Vincent Vosse (WRT) : « Nous avons encore beaucoup à apprendre »

Vincent Vosse, Dieter Gass

WRT est la première équipe indépendante de la nouvelle ère du DTM. Bien connue pour sa participation aux courses GT, l’écurie gravitant autour du directeur de l’équipe, Vincent Vosse, s’engagera dans la prochaine saison DTM avec deux Audi RS 5 DTM. WRT, basé à Baudour, en Belgique, a été fondé en 2009 et s’est fait un nom sur la scène internationale avec de nombreuses victoires dans des courses de renom. Au cours de son entretien avec DTM.com, Vincent Vosse, ancien pilote de course, a évoqué le défi que représente un tel projet et ses objectifs pour la saison DTM 2019.
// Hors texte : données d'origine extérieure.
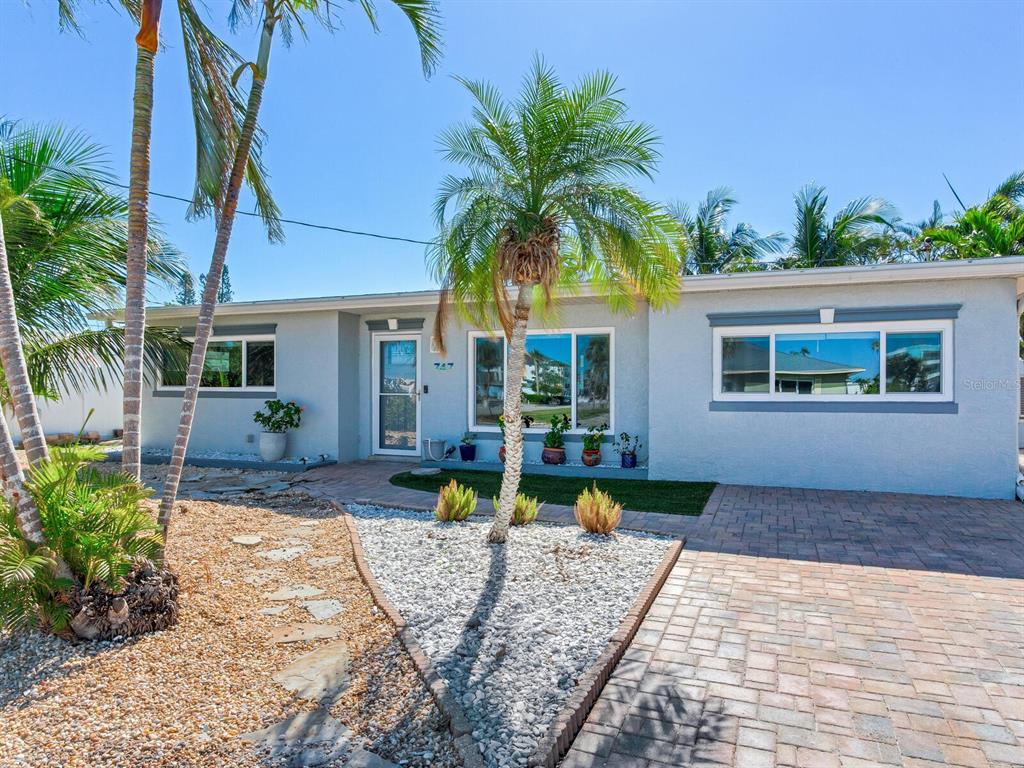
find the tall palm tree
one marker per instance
(707, 246)
(67, 241)
(543, 205)
(851, 237)
(425, 20)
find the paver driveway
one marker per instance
(827, 629)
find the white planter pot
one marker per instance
(271, 445)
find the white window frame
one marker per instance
(942, 327)
(245, 366)
(572, 333)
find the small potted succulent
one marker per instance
(276, 418)
(527, 422)
(592, 444)
(627, 446)
(467, 451)
(554, 440)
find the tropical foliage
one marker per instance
(67, 237)
(543, 206)
(93, 521)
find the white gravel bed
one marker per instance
(511, 629)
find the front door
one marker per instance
(396, 394)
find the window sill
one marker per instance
(832, 407)
(241, 394)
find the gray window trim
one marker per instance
(843, 314)
(790, 407)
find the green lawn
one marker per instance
(645, 496)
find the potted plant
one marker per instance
(276, 419)
(527, 422)
(627, 446)
(554, 440)
(467, 451)
(592, 445)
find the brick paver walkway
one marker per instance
(827, 629)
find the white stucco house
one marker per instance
(897, 377)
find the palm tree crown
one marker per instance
(707, 246)
(542, 202)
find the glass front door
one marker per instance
(396, 383)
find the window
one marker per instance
(565, 373)
(246, 363)
(871, 360)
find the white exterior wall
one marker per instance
(972, 453)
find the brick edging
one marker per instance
(458, 722)
(566, 725)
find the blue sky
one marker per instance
(866, 98)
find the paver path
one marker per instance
(806, 628)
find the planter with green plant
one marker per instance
(628, 446)
(467, 451)
(554, 440)
(527, 422)
(276, 418)
(592, 444)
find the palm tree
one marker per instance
(66, 241)
(707, 246)
(851, 237)
(541, 207)
(425, 20)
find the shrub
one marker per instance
(524, 511)
(93, 519)
(597, 512)
(455, 502)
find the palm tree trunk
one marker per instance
(204, 325)
(14, 368)
(138, 224)
(513, 418)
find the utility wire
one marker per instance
(297, 222)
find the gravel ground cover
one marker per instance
(183, 697)
(511, 629)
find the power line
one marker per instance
(180, 199)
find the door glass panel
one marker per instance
(397, 395)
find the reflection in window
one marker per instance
(489, 376)
(745, 361)
(547, 383)
(913, 363)
(827, 363)
(593, 380)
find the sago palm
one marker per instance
(544, 205)
(849, 238)
(224, 200)
(708, 246)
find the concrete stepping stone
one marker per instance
(301, 632)
(285, 553)
(321, 562)
(320, 675)
(294, 592)
(324, 609)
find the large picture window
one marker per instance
(566, 373)
(838, 361)
(245, 363)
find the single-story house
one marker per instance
(891, 377)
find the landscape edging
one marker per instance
(458, 722)
(555, 743)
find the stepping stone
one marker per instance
(321, 562)
(285, 554)
(320, 675)
(298, 633)
(324, 609)
(293, 592)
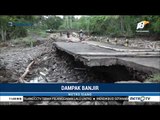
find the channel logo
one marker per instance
(144, 98)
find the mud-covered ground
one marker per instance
(52, 66)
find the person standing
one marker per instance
(81, 35)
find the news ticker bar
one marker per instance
(73, 98)
(81, 87)
(79, 94)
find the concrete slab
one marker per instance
(92, 55)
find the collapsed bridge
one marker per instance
(94, 54)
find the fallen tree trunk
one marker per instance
(21, 79)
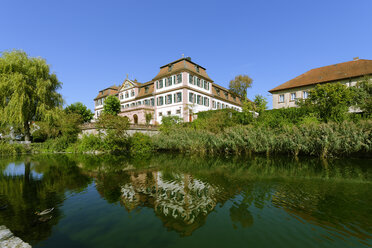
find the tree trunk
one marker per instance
(27, 131)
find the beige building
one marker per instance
(348, 73)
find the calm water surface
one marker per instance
(185, 201)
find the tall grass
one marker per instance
(325, 139)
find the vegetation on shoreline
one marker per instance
(324, 139)
(321, 126)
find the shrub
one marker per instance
(308, 138)
(140, 144)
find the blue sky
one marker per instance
(91, 45)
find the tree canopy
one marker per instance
(80, 109)
(111, 105)
(28, 90)
(240, 84)
(364, 94)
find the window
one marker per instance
(169, 99)
(198, 82)
(179, 97)
(199, 100)
(305, 94)
(191, 97)
(179, 78)
(293, 96)
(206, 101)
(191, 81)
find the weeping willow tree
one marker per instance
(28, 91)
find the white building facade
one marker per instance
(182, 88)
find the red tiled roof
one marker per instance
(112, 90)
(183, 64)
(329, 73)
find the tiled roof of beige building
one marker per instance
(112, 90)
(350, 69)
(183, 64)
(142, 90)
(222, 95)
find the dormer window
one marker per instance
(179, 78)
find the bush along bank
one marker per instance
(322, 140)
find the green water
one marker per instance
(184, 201)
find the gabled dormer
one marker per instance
(129, 89)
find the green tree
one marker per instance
(169, 122)
(260, 103)
(240, 84)
(247, 112)
(148, 117)
(28, 91)
(329, 101)
(111, 105)
(80, 109)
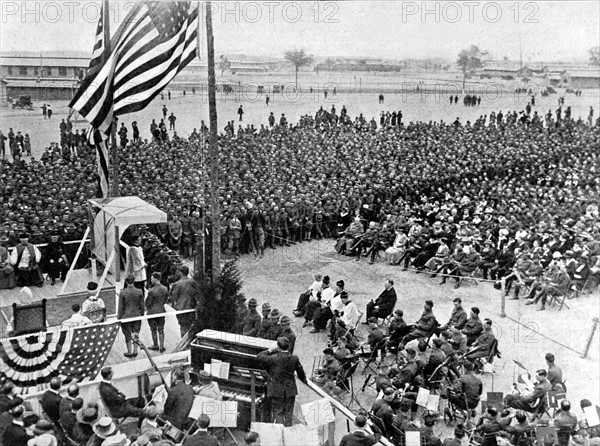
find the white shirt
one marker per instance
(337, 304)
(351, 315)
(76, 320)
(24, 263)
(326, 295)
(315, 288)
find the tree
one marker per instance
(471, 60)
(595, 55)
(298, 58)
(224, 64)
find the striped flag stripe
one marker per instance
(141, 64)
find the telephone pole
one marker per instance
(213, 152)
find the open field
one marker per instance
(432, 105)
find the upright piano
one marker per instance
(245, 372)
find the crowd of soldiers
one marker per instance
(516, 179)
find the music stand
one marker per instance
(29, 318)
(495, 399)
(349, 375)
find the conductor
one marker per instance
(281, 389)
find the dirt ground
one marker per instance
(190, 110)
(525, 335)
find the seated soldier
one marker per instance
(398, 329)
(466, 392)
(330, 368)
(481, 348)
(376, 336)
(424, 326)
(408, 372)
(534, 401)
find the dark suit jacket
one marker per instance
(65, 406)
(386, 301)
(281, 367)
(114, 400)
(7, 403)
(68, 421)
(15, 435)
(50, 402)
(179, 403)
(201, 438)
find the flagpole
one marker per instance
(200, 248)
(113, 129)
(213, 152)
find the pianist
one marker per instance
(179, 401)
(281, 389)
(207, 387)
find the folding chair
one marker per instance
(118, 421)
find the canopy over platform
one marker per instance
(111, 217)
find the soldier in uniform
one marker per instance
(286, 331)
(273, 330)
(424, 325)
(57, 260)
(252, 322)
(265, 322)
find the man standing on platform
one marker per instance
(93, 307)
(51, 399)
(179, 401)
(281, 389)
(26, 258)
(115, 401)
(383, 306)
(155, 304)
(136, 264)
(251, 324)
(131, 304)
(183, 295)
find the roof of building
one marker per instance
(46, 58)
(594, 74)
(32, 83)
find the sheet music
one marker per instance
(422, 397)
(221, 413)
(318, 413)
(433, 402)
(215, 367)
(270, 434)
(413, 438)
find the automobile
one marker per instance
(23, 102)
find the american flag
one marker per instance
(102, 42)
(100, 54)
(32, 360)
(154, 43)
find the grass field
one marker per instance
(432, 105)
(525, 335)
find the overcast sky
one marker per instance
(549, 31)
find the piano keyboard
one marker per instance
(240, 396)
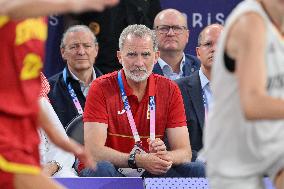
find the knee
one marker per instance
(198, 168)
(103, 169)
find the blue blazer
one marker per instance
(192, 64)
(60, 98)
(191, 91)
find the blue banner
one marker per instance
(199, 14)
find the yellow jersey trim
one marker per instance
(18, 167)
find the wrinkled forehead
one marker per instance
(171, 18)
(135, 43)
(79, 37)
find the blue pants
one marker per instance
(107, 169)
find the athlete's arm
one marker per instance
(246, 45)
(45, 121)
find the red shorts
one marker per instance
(19, 152)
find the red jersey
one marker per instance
(104, 105)
(21, 52)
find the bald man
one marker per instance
(173, 34)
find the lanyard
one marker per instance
(205, 103)
(127, 108)
(72, 94)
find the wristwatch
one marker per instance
(59, 167)
(131, 160)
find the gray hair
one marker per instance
(140, 31)
(200, 36)
(77, 28)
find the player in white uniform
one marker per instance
(244, 138)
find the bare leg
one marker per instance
(26, 181)
(279, 180)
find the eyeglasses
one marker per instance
(208, 44)
(164, 29)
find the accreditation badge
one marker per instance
(129, 172)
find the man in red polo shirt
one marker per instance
(127, 114)
(22, 52)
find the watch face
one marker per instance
(136, 149)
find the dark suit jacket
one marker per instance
(192, 64)
(194, 108)
(60, 98)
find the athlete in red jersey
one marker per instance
(22, 49)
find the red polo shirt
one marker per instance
(104, 105)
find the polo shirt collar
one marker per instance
(150, 89)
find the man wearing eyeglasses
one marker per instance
(69, 88)
(172, 34)
(195, 89)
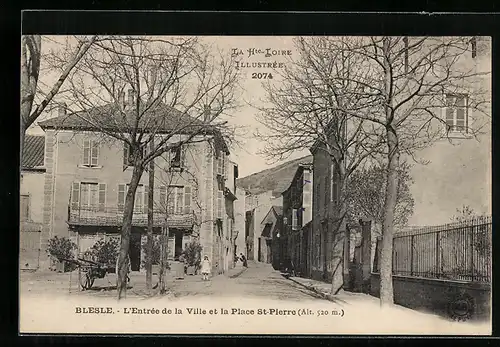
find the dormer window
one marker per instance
(90, 153)
(221, 164)
(473, 44)
(456, 113)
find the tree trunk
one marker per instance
(339, 235)
(149, 242)
(386, 289)
(164, 258)
(123, 258)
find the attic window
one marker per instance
(473, 43)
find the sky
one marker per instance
(250, 49)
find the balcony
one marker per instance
(112, 216)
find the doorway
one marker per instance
(135, 251)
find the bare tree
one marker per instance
(31, 64)
(170, 82)
(406, 84)
(366, 196)
(302, 112)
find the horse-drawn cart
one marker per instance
(89, 270)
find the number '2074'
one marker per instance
(261, 75)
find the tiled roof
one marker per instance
(278, 210)
(33, 151)
(161, 119)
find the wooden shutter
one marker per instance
(126, 154)
(220, 201)
(187, 200)
(179, 206)
(171, 200)
(163, 196)
(75, 195)
(121, 197)
(146, 199)
(183, 155)
(25, 207)
(86, 152)
(294, 219)
(102, 196)
(94, 157)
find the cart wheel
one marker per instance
(84, 280)
(91, 282)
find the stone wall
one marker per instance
(433, 295)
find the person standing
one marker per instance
(243, 260)
(205, 268)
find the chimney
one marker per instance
(62, 109)
(131, 96)
(207, 114)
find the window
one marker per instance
(456, 113)
(25, 207)
(90, 153)
(220, 202)
(141, 198)
(221, 164)
(177, 157)
(177, 199)
(333, 185)
(128, 160)
(405, 40)
(89, 199)
(473, 43)
(295, 219)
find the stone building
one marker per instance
(86, 181)
(297, 235)
(31, 201)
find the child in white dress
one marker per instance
(205, 268)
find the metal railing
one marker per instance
(113, 216)
(458, 251)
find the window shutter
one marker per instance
(223, 164)
(179, 206)
(183, 155)
(220, 200)
(187, 200)
(466, 114)
(25, 207)
(121, 197)
(102, 196)
(146, 197)
(294, 219)
(94, 153)
(75, 195)
(86, 152)
(218, 165)
(163, 197)
(126, 154)
(171, 200)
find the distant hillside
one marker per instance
(277, 178)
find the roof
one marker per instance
(33, 152)
(277, 211)
(161, 119)
(276, 179)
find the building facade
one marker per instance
(31, 202)
(457, 169)
(257, 207)
(297, 216)
(86, 182)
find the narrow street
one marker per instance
(258, 281)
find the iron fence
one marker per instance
(458, 251)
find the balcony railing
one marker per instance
(113, 216)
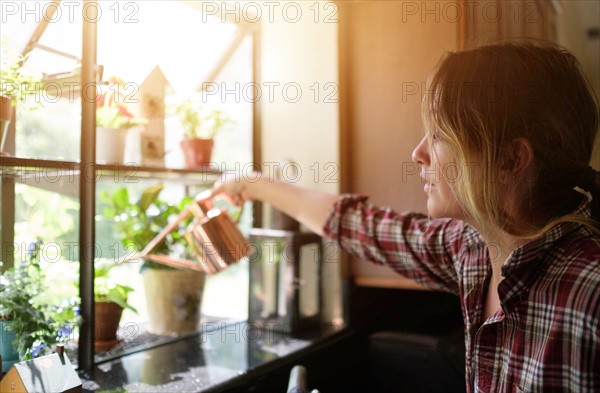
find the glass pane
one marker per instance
(119, 220)
(46, 231)
(134, 37)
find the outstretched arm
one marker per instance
(309, 207)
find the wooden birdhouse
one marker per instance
(151, 99)
(51, 373)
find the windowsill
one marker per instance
(221, 355)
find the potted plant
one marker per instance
(110, 299)
(16, 85)
(200, 124)
(31, 327)
(173, 296)
(113, 121)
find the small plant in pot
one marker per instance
(173, 296)
(200, 124)
(113, 121)
(31, 327)
(110, 300)
(16, 86)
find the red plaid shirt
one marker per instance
(545, 337)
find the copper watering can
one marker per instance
(212, 235)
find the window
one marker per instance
(195, 52)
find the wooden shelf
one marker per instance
(24, 168)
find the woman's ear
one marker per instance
(516, 158)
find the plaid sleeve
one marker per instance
(418, 248)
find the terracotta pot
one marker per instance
(107, 316)
(197, 152)
(5, 117)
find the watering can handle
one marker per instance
(205, 201)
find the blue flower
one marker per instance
(35, 350)
(65, 331)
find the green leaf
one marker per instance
(121, 198)
(149, 196)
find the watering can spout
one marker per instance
(212, 236)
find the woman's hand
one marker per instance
(309, 207)
(234, 187)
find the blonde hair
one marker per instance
(481, 100)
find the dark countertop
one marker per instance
(203, 361)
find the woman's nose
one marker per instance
(421, 153)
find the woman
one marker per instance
(513, 210)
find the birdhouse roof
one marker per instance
(156, 79)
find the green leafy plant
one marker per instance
(36, 324)
(16, 82)
(200, 121)
(107, 289)
(139, 221)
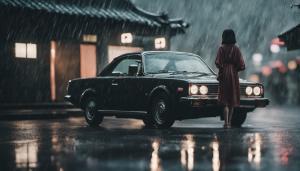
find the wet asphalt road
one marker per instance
(269, 140)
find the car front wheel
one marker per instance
(92, 116)
(238, 118)
(159, 113)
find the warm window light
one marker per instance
(275, 48)
(26, 50)
(20, 49)
(160, 43)
(257, 58)
(126, 38)
(89, 38)
(31, 50)
(292, 65)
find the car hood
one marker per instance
(192, 78)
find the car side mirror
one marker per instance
(133, 70)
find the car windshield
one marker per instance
(165, 62)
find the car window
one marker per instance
(174, 62)
(121, 69)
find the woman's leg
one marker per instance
(231, 110)
(226, 117)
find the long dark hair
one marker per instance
(228, 37)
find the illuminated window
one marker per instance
(160, 43)
(126, 38)
(89, 38)
(26, 50)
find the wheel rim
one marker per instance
(90, 110)
(159, 110)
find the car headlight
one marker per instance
(256, 91)
(249, 91)
(193, 89)
(203, 90)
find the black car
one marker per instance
(159, 88)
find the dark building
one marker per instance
(45, 43)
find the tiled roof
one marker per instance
(121, 10)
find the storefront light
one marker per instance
(275, 48)
(292, 65)
(249, 91)
(160, 43)
(256, 91)
(126, 38)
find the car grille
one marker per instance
(214, 90)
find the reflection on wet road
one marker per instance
(270, 140)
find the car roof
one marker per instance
(175, 52)
(153, 52)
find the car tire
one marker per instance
(159, 113)
(91, 114)
(238, 118)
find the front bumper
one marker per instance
(213, 102)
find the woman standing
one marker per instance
(229, 61)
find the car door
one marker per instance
(118, 92)
(132, 92)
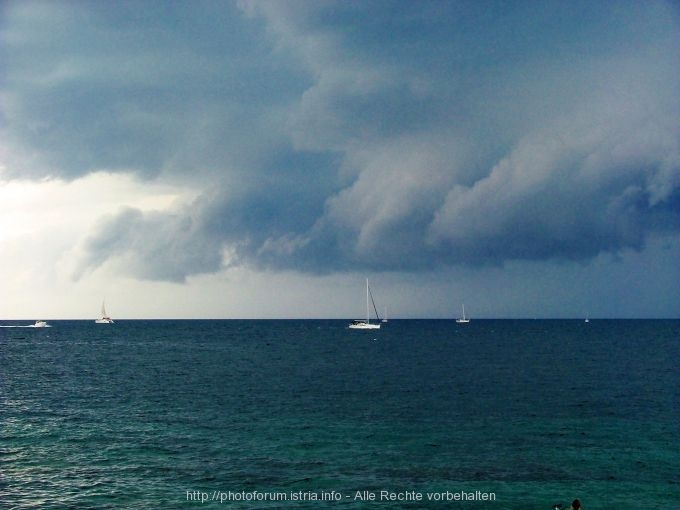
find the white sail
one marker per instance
(366, 324)
(104, 318)
(463, 319)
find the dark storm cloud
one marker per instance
(343, 135)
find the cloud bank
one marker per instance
(333, 136)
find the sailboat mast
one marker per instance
(368, 315)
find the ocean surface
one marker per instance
(420, 414)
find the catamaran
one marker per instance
(366, 324)
(103, 318)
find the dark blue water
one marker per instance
(162, 414)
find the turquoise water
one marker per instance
(164, 414)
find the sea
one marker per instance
(498, 414)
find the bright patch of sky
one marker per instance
(260, 159)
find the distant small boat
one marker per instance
(104, 318)
(463, 319)
(366, 324)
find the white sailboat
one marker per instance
(366, 324)
(463, 319)
(103, 318)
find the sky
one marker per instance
(261, 159)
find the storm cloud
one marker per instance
(336, 136)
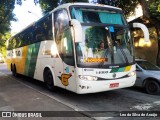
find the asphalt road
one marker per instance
(123, 104)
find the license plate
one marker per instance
(113, 85)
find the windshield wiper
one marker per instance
(123, 53)
(105, 55)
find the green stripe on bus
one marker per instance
(114, 70)
(31, 59)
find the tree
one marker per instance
(151, 12)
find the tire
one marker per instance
(152, 87)
(14, 71)
(48, 79)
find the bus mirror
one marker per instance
(144, 29)
(77, 30)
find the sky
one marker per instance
(24, 17)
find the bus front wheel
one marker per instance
(48, 79)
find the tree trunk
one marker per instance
(158, 38)
(155, 23)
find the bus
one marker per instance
(81, 47)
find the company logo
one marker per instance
(114, 75)
(88, 69)
(101, 72)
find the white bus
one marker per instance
(81, 47)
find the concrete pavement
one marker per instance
(15, 96)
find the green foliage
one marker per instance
(154, 9)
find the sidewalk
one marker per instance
(15, 96)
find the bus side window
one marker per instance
(63, 36)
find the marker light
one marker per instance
(131, 74)
(85, 77)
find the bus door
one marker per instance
(65, 63)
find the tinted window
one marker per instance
(63, 36)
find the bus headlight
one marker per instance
(131, 74)
(87, 77)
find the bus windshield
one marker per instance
(107, 43)
(95, 15)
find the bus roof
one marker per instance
(67, 5)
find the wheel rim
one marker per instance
(152, 87)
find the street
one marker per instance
(121, 104)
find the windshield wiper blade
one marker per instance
(123, 53)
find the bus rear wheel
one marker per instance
(152, 87)
(48, 79)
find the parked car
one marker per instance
(148, 76)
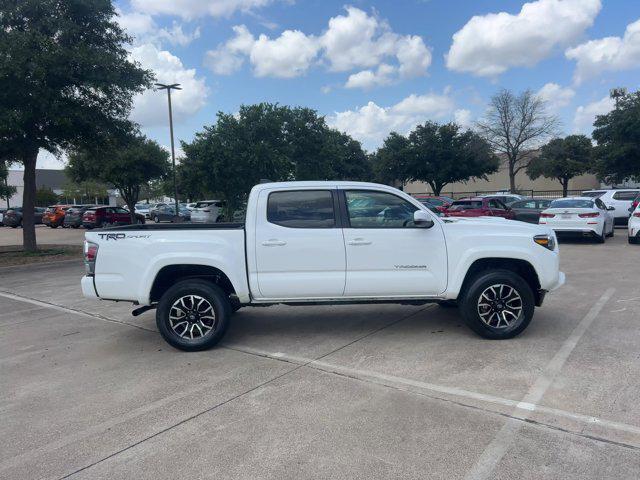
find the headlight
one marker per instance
(547, 241)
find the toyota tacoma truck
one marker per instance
(313, 243)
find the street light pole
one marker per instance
(168, 88)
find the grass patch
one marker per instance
(42, 255)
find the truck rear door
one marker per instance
(387, 255)
(300, 250)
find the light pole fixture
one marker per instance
(616, 93)
(168, 88)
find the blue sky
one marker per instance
(375, 66)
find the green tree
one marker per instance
(86, 189)
(617, 154)
(514, 126)
(266, 141)
(562, 159)
(45, 197)
(391, 161)
(127, 165)
(66, 80)
(6, 190)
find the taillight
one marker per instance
(90, 255)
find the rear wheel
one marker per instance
(498, 304)
(193, 315)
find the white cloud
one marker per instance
(352, 41)
(609, 53)
(144, 29)
(289, 55)
(150, 107)
(190, 9)
(367, 79)
(372, 123)
(586, 114)
(488, 45)
(462, 117)
(556, 96)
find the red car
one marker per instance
(440, 202)
(479, 207)
(99, 217)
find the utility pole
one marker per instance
(616, 93)
(168, 88)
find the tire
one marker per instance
(178, 298)
(447, 303)
(480, 290)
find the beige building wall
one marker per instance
(499, 181)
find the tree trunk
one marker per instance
(28, 201)
(565, 186)
(512, 177)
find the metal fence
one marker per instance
(526, 193)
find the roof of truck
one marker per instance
(317, 183)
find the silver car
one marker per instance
(207, 211)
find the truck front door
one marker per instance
(387, 255)
(299, 248)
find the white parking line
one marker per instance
(505, 437)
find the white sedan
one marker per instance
(581, 215)
(634, 226)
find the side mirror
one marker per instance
(422, 219)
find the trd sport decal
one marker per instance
(119, 236)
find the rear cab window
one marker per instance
(301, 209)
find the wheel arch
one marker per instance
(171, 274)
(521, 267)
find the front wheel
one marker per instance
(193, 315)
(498, 304)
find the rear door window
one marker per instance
(301, 209)
(625, 195)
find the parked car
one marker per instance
(13, 216)
(143, 209)
(168, 212)
(634, 226)
(580, 215)
(440, 202)
(73, 216)
(506, 198)
(529, 210)
(620, 199)
(54, 215)
(207, 211)
(100, 217)
(324, 242)
(479, 207)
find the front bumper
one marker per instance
(88, 289)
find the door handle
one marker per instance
(359, 241)
(273, 242)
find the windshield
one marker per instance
(571, 203)
(466, 205)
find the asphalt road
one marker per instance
(88, 391)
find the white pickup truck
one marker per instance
(324, 243)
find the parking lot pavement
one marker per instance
(88, 391)
(44, 236)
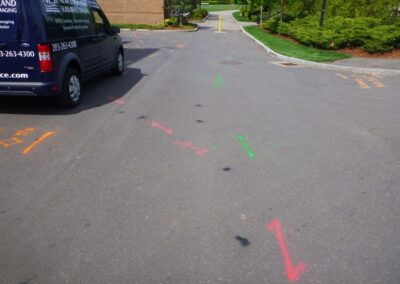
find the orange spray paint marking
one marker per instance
(10, 142)
(189, 145)
(37, 142)
(25, 132)
(293, 272)
(166, 130)
(118, 101)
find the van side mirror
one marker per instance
(115, 30)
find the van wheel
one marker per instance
(70, 95)
(119, 64)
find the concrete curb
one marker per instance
(323, 66)
(241, 23)
(163, 31)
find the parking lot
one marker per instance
(206, 162)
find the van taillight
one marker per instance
(46, 64)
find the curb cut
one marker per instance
(323, 66)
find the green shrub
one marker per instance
(172, 22)
(200, 14)
(367, 33)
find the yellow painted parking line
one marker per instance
(362, 83)
(37, 142)
(342, 76)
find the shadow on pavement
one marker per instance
(99, 91)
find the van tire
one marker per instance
(70, 95)
(119, 64)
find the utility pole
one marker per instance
(321, 21)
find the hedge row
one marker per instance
(370, 34)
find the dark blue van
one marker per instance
(48, 47)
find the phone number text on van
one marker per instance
(60, 46)
(13, 53)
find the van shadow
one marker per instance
(99, 91)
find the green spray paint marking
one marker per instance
(218, 82)
(245, 145)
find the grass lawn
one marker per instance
(292, 49)
(216, 8)
(240, 18)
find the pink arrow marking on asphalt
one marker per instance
(118, 101)
(155, 124)
(293, 273)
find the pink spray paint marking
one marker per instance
(293, 273)
(166, 130)
(118, 101)
(189, 145)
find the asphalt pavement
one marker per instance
(206, 162)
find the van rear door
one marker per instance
(18, 45)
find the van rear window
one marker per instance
(67, 18)
(9, 18)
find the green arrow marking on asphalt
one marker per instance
(245, 145)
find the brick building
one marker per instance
(134, 11)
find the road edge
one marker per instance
(324, 66)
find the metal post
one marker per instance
(321, 21)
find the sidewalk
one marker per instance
(229, 24)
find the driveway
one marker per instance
(207, 162)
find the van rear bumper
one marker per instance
(27, 89)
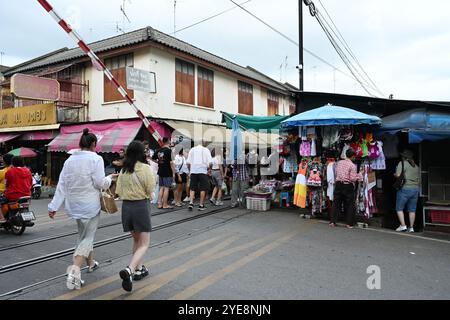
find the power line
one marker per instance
(297, 44)
(209, 18)
(342, 55)
(347, 47)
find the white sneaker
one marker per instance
(73, 280)
(402, 229)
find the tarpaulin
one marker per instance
(254, 123)
(330, 115)
(421, 124)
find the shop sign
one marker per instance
(141, 80)
(35, 88)
(36, 115)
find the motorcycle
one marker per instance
(36, 189)
(18, 216)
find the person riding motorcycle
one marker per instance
(18, 181)
(7, 159)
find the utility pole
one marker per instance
(300, 35)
Pour quelle raison avez-vous rejoint le championnat DTM et quand avez-vous pris cette décision ? Récemment, vous avez eu beaucoup de succès lors des compétitions GT. Et aujourd’hui, vous passez au DTM. Était-ce une démarche logique pour votre équipe ?

« Cette décision a été prise entre mai et juin 2018. Pour être honnête, j’ai toujours été un inconditionnel du DTM. J’ai toujours suivi les manches avec beaucoup d’intérêt et j’ai toujours rêvé d’en faire partie. À ce jour, j’ai toujours voulu être un acteur clé dans la lutte pour le titre. Mais la course automobile ne se limite pas à la victoire. L’approche et la façon de travailler sont également très importantes. Quelles sont vos possibilités de développement et d’amélioration ? En raison de la nouvelle réglementation, c’est le moment rêvé pour nous de rejoindre DTM. Je pense que les voitures CLASS 1 sont destinées à un brillant avenir ! »

En tant qu’équipe indépendante, avez-vous le même accès au matériel et aux données les plus récentes que les équipes d’usine ? Vous ne risquez pas d’être David contre Goliath ?

« Indubitablement. Il est évident que nous n’allons pas en DTM avec René Rast au volant de notre voiture. Nous allons disputer notre première saison DTM avec deux novices. Ainsi, notre équipe de pilotes représentera une certaine difficulté. Par ailleurs, nous avons bien sûr accès à de nombreuses données. Mais alors que nous aurons accès à 80 % des données, les équipes d’usine auront accès à 100 %. Je connais parfaitement la voie que nous empruntons et notre destination. Vous ne pouvez pas vous attendre à rejoindre DTM et à connaître immédiatement le succès. Cette philosophie nous a réussi partout ailleurs jusqu’à présent, mais la donne est différente en DTM. »

Quelle est votre approche pour la constitution de votre équipe ? D’où viennent les membres de votre équipe ?

« La plus grande partie de notre équipe DTM sera constituée de nouveaux visages. Je cherche des personnes avec une expérience DTM. Cependant, je ne veux pas me séparer des équipes WTCR et GT qui ont connu tant de succès. Après tout, elles ont donné le meilleur d’elles-mêmes et ont connu le succès dans ces catégories. »

Quel est le profil recherché pour vos pilotes ? Par exemple : jeunes loups aux dents longues ou vieux sages expérimentés ?

« Je souhaite avant tout des pilotes compétitifs avec lesquels je peux m’inscrire dans une approche collaborative. L’âge n’est pas l’élément primordial. Je souhaite des pilotes avec lesquels nous pouvons définir des objectifs, des pilotes qui se considèrent comme un élément de l’ensemble. »

Des pilotes qui ont déjà roulé pour WRT ?

« Je ne sais pas encore. Nous avions annoncé Ferdinand Habsburg et Jonathan Aberdein pour les essais Young Driver. Nous avions un accord avec Habsburg pour Jerez, mais il a changé d’avis jeudi dernier à la dernière minute. Sa direction nous a informés qu’il ne courrait pas pour nous. C’était assez surprenant. On pourrait imaginer Aberdein, pourquoi pas ? Il a déjà participé aux essais Young Driver de ces dernières années et a fait un bon boulot. »

Dernier point, mais non des moindres : quels sont vos objectifs pour la saison DTM 2019 ?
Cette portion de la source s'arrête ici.